UPDATE 1: lenin explains Starkey within the context of the racist right in the UK:

But this raises the question of what Starkey was trying to do. Clearly, he earnestly expressed his own views as a High Tory historian with a monarchist, nationalist bent. Yet, he evidently went farther than the political establishment, including the mainstream right, is prepared to go at the moment, and may well have gambled with his future television career. In fact, there would be a strong case for his being arrested and charged with incitement to racial hatred. There are two answers that make sense. The first is that is that the entire aggressively offensive performance was a calculated attempt to injure and smear the targets of its racialised invective. It was malice. And it was intended that racists should enjoy this degradation, uttered with relish as it was. The second is that the presentation, in its deliberately excessive way, invited the disgust and disorientation of the audience, such that, amid a generalised moral panic, he would recalibrate the scales of what is publicly acceptable in a radical way. The pathfinders of the racist right often seek the "chorus of execration", as Powell put it, revelling in the temporary ex-communication, enjoying the ambiguous status of the heretic and the prophetic. This is both because they expect to be vindicated, and because they can enjoy the spectacle of their execrators making use of the space of relative 'respectability' that their provocation has created.

INITIAL POST:

Why did British youth loot their neighborhoods after the killing of Mark Duggan? British historian David Sharkey has the answer. British society has been degraded by blacks and black culture, inducing whites to talk like illiterates and steal whatever strikes their fancy. Contrary to BBC claims to the contrary, the interviewer, Emily Maithis, allowed him to elaborate on his theories of racial contamination without criticism. Other participants in the panel discussion, Dreda Say Mitchell and Owen Jones, did challenge Sharkey, but in remarkably understated fashion. Personally, I think that they should have just walked out.
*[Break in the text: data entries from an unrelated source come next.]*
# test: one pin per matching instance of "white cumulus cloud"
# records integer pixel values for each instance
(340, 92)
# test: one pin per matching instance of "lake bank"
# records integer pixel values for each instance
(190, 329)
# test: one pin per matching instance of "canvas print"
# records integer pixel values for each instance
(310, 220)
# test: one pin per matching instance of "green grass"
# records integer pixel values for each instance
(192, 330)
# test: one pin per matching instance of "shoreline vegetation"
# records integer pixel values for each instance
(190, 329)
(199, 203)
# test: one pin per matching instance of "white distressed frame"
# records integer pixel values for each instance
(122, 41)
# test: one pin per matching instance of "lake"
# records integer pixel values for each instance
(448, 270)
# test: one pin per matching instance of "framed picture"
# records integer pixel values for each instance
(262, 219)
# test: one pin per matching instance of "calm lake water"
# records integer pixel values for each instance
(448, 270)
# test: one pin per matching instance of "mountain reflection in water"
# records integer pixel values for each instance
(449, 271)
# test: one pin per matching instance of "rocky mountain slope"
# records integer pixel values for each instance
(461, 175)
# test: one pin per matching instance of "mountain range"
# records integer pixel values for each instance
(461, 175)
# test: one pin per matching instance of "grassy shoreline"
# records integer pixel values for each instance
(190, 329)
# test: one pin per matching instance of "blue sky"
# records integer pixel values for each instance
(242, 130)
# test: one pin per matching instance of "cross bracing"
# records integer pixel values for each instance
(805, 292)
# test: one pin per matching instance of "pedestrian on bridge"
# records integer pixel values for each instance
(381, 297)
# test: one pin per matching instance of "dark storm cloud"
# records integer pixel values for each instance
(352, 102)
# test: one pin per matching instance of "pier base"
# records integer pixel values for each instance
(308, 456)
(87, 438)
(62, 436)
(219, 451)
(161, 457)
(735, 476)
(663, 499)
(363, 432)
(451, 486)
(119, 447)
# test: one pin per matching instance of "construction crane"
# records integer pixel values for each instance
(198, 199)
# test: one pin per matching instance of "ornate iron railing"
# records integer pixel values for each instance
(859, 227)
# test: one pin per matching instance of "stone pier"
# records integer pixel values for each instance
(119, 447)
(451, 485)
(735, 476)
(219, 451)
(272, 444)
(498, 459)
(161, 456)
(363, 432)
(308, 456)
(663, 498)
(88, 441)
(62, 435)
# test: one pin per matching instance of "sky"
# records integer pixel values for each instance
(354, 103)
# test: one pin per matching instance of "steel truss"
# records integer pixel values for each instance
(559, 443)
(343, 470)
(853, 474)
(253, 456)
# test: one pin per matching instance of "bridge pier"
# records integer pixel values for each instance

Such gentle inquiry was in marked contrast to how another BBC interviewer, Fiona Armstrong, treated Darcus Howe when he sought to explain the social conditions associated with the riots, going so far as to assert he had participated in a riot himself:

It was so bad that the BBC was forced to issue an apology. Expect a more and more blatant recourse to racism and xenophobia to mask the sub-proletarianization of Europe as suggested by these BBC interviews.